TELECOM Digest OnLine - Sorted: Supplemental Grounding Electrodes


Supplemental Grounding Electrodes


Choreboy (choreboyREMOVE@localnet.com)
Sun, 03 Jul 2005 00:00:49 -0400

Ten years ago I happened to discover a potential of 0.25 VAC between
the grounding electrode under my electrical entrance and the one under
my telephone entrance. To protect my computer from lightning, I
bonded them with twenty feet of wire. It paid off in 1998 when
lightning struck a tree thirty feet from my electrical entrance. I
was online and suffered no damage.

A telco man restored service by replacing a fuse on the utility pole.
When I asked the company's policy on bonding, he beat around the bush
twenty minutes before saying the electrical code required it but the
telco didn't like it because they would have to replace more fuses.

Neighbors went online five years ago. Each time they've lost a modem
or surge protector, they have asked me for an explanation and I've
told them ground surges will keep getting them until they clamp a wire
between their phone and power electrodes. They have always ignored my
advice.

I was online Monday during a quiet rain when lightning hit my chimney,
blowing masonry and shingles sixty feet in all directions. My screen
froze with a weird tint, but things were fine when I restarted.

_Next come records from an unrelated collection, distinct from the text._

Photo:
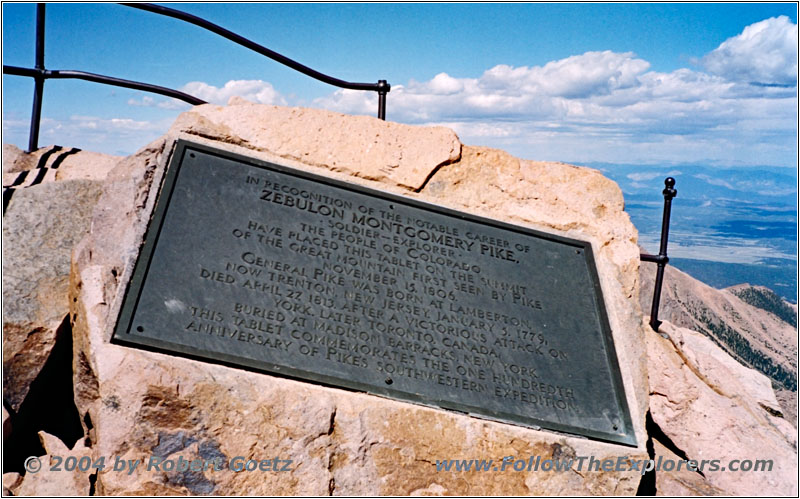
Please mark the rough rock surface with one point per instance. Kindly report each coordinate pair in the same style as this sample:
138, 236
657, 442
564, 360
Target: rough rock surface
41, 224
49, 482
142, 403
712, 407
752, 335
681, 482
357, 145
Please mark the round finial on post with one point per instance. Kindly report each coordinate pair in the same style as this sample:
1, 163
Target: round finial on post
669, 190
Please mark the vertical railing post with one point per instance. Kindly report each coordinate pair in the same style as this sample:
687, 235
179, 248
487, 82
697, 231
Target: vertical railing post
662, 258
38, 86
383, 89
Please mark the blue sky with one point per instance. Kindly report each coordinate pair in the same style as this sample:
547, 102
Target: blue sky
624, 83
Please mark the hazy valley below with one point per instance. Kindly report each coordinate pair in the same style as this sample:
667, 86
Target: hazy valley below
729, 225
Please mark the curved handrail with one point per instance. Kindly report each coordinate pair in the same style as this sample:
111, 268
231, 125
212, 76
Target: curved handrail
39, 73
380, 86
97, 78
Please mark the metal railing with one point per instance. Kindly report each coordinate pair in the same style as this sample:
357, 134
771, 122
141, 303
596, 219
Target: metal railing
39, 73
661, 258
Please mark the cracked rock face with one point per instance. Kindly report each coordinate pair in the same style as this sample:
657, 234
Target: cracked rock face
144, 404
42, 222
711, 407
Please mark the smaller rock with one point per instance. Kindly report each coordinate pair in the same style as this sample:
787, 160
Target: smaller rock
6, 424
680, 483
713, 408
56, 483
11, 482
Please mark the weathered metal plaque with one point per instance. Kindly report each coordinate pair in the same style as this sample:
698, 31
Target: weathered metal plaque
262, 266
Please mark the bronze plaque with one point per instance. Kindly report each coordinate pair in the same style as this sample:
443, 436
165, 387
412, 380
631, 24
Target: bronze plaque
265, 267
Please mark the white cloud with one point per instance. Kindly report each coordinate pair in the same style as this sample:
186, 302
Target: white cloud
148, 101
258, 91
600, 106
765, 52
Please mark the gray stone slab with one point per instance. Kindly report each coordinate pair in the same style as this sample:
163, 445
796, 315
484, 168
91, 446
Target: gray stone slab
262, 266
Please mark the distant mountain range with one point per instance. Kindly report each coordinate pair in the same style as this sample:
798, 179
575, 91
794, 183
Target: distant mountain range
751, 323
729, 225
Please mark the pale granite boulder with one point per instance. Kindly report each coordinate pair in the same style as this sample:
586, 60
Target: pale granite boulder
142, 404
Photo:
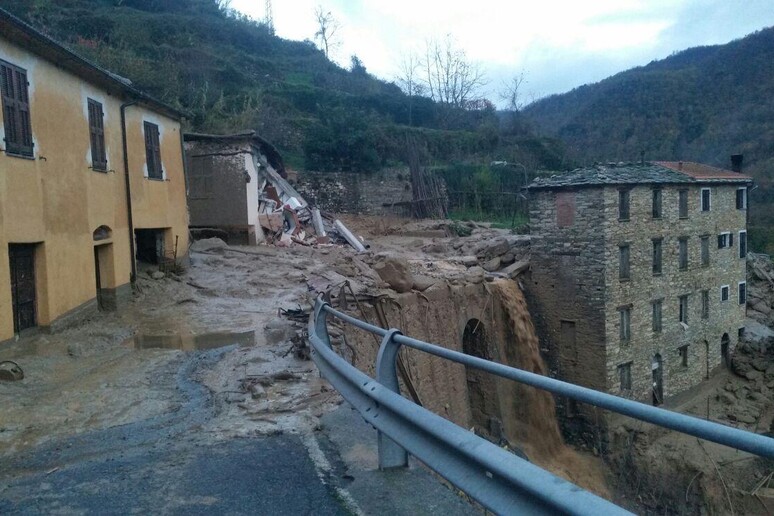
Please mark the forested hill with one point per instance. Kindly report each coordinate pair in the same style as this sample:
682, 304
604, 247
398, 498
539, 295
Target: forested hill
701, 104
233, 73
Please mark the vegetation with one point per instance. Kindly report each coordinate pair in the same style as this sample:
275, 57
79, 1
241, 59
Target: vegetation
232, 73
702, 104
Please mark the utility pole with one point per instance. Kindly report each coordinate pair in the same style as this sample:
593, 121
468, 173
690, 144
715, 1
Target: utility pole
269, 17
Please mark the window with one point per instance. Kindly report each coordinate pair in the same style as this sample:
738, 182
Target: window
684, 309
625, 331
725, 239
623, 261
683, 203
625, 374
97, 134
656, 203
623, 204
16, 110
683, 350
682, 258
706, 198
153, 151
657, 255
565, 209
741, 198
657, 315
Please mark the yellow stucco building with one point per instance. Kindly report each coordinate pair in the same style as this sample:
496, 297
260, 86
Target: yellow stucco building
91, 176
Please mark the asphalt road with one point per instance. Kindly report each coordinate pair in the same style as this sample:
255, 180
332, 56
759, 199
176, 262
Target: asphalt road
165, 465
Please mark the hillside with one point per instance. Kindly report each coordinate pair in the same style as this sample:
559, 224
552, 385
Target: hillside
702, 104
232, 73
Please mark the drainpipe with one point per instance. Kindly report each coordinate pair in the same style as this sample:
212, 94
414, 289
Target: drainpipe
133, 275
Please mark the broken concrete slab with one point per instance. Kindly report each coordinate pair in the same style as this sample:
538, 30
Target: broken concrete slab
396, 273
515, 269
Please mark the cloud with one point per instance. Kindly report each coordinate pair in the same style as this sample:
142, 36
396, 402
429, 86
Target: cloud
559, 45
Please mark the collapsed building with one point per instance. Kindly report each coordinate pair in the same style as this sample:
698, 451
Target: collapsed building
638, 280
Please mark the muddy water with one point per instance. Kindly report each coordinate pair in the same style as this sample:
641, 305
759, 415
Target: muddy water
190, 342
529, 413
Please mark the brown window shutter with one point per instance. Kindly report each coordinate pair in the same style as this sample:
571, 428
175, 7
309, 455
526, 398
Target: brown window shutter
16, 110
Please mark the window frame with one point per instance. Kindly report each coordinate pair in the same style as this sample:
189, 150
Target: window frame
744, 198
683, 308
657, 307
657, 211
683, 351
624, 204
625, 324
658, 251
153, 151
624, 262
682, 203
625, 376
97, 135
705, 254
682, 253
17, 116
708, 206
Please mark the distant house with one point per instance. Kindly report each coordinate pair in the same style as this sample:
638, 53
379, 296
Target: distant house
638, 275
91, 176
232, 179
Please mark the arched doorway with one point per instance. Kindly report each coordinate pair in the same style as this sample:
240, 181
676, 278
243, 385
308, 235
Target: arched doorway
482, 390
658, 379
725, 342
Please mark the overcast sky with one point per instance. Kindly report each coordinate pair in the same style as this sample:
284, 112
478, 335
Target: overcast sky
556, 44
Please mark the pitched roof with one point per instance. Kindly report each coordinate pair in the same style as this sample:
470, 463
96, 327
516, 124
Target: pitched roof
271, 152
26, 36
637, 173
701, 171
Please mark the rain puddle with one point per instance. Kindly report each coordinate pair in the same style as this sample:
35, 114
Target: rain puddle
192, 342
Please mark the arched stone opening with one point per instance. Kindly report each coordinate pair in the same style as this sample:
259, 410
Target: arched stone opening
482, 386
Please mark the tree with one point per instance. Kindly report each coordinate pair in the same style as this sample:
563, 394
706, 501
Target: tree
511, 93
408, 80
449, 76
327, 26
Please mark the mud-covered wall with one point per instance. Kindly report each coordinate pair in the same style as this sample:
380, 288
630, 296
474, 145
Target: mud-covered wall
350, 192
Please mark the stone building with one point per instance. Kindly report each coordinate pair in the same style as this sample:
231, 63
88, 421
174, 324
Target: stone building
638, 275
91, 180
227, 175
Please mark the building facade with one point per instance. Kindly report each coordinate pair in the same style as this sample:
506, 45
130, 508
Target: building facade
639, 275
91, 174
229, 176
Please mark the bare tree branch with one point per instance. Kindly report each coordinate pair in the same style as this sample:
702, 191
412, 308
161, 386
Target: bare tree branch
327, 26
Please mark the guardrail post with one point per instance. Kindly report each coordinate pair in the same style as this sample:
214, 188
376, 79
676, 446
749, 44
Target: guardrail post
320, 321
391, 455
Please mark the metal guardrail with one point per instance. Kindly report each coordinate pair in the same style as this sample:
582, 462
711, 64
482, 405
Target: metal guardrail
499, 480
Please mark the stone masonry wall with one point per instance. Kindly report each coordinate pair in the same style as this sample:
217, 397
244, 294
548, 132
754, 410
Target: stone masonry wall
565, 290
350, 192
702, 336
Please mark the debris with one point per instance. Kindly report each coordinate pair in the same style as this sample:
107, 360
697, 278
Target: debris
396, 273
208, 244
348, 236
10, 371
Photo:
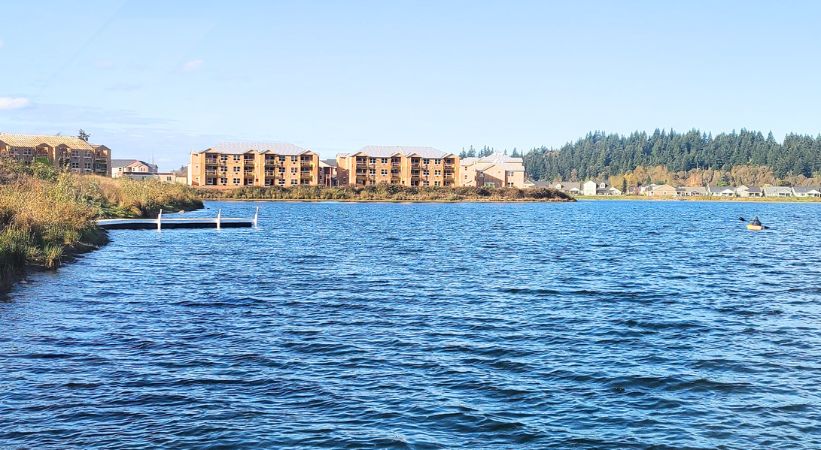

My neighbors weren't so lucky. Their phone electrode is 40 yards from
my chimney. Their power electrode is 10 yards farther. They lost a
modem, a satellite dish, and two telephones. Instead of demanding
that I explain it again, they asked the telco to send a rep. He told
them their ground is fine. My neighbors are pleased because this
proves I have always been wrong.

Article 250.54 of the NEC says local supplemental grounding electrodes
(such as the one for phone service) must be bonded to the primary
electrode. Where does the NEC apply? According to what the telco man
admitted seven years ago, I assume our county code says the same thing.

Is this a recent addition to the NEC? How is a citizen supposed to find
out local code requirements? How is a citizen supposed to know his
electrodes are not bonded or that it's necessary? If the telco assures
a customer that there is nothing wrong with grounding which in fact is a
code violation, does the telco have any liability?